A few years ago, Mary Pepping, a neural psychologist, told me that I was choking. That while the brain damage to my frontal lobes had seriously compromised some of my executive abilities, it was not possible that they had compromised them as badly as they had on the battery of tests she had given me. Simply put, if I was as bad at sorting as the test made me look, there would be no way I could do as well as I did on the parts of the test that I aced.
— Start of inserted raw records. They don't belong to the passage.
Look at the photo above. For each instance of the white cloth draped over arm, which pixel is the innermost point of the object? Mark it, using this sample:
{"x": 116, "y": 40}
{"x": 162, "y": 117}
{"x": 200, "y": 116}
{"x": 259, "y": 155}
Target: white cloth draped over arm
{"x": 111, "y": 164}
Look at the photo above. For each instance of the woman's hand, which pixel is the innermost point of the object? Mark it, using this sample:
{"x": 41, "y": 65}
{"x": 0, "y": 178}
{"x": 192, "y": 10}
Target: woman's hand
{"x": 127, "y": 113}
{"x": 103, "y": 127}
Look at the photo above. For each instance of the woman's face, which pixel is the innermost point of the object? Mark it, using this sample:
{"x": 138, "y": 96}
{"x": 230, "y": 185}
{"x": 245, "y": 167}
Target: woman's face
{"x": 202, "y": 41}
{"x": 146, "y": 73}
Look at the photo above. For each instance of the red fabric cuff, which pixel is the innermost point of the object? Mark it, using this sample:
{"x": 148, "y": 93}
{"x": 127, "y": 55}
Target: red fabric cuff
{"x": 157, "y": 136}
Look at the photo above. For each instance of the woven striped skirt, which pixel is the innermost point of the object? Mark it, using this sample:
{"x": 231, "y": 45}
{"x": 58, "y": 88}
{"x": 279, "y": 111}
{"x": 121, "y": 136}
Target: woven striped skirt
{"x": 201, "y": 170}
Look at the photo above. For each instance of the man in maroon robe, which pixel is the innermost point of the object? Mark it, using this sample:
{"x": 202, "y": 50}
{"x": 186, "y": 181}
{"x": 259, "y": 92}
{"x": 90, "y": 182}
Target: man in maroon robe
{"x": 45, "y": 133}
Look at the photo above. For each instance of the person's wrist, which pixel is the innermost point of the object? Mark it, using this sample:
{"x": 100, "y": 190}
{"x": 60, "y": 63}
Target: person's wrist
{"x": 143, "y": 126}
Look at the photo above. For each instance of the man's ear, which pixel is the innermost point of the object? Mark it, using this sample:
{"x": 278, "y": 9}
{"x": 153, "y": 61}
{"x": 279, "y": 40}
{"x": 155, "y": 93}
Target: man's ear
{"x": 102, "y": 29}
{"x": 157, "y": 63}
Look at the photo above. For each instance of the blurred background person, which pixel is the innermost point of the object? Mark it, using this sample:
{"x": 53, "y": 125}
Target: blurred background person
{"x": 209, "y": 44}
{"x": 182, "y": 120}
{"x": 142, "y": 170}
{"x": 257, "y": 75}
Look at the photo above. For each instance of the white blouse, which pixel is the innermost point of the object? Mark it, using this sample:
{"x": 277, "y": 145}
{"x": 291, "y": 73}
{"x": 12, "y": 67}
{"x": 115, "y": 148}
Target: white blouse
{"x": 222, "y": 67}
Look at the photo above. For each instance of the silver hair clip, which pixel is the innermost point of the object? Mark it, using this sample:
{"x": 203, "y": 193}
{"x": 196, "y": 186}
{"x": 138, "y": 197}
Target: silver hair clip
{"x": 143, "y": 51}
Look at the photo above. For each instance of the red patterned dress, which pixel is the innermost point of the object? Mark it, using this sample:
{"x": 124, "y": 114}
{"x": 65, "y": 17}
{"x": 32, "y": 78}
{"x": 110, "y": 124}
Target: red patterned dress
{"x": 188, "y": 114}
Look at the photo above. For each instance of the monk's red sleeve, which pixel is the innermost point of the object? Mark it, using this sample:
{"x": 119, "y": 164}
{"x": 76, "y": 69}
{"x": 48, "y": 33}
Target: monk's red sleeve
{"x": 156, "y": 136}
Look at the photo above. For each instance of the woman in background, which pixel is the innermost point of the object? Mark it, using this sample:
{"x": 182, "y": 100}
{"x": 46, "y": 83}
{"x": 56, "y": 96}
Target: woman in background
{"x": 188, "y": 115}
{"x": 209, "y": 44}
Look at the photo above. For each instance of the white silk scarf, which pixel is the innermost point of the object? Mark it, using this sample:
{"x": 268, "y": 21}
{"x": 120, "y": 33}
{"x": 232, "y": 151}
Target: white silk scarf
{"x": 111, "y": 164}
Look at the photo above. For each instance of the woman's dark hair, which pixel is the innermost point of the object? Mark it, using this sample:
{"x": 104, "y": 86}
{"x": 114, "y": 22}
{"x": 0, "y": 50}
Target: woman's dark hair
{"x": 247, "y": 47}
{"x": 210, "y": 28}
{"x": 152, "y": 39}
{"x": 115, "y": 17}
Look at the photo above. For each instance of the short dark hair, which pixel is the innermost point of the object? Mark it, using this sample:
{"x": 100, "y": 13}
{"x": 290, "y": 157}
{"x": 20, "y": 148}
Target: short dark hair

Instead, she suggested that I had "an unwitting tendency to channel somatically my distress at not being able to perform the tasks" at which I am impaired. This is a clinical, perhaps more gentle way of saying that I was choking.
And I have been choking. I have not written a successful paper since the spring of 2005. That paper, while it achieved its goals, at 45 pages at space-and-a-half was far too long. I have been trying to gain control of my writing since, and have failed repeatedly. This has taken a terrible toll on my self respect.
Well, I've learned a lot over the past four years. I've learned about the normal problems of scale that any imaginative graduate student has to conquer. I've learned about my very sad organizational abilities and how to work ways around them. I've learned about my difficulties managing my emotions. So I'm facing down one of my incomplete papers. It's called "Faith, Epistemology and The Ideal-Type of the Sacred," also known as "the Plato-Weber paper." I'm going to try to face this one down. Maybe I'll make it, maybe I won't. But I'm going to try again.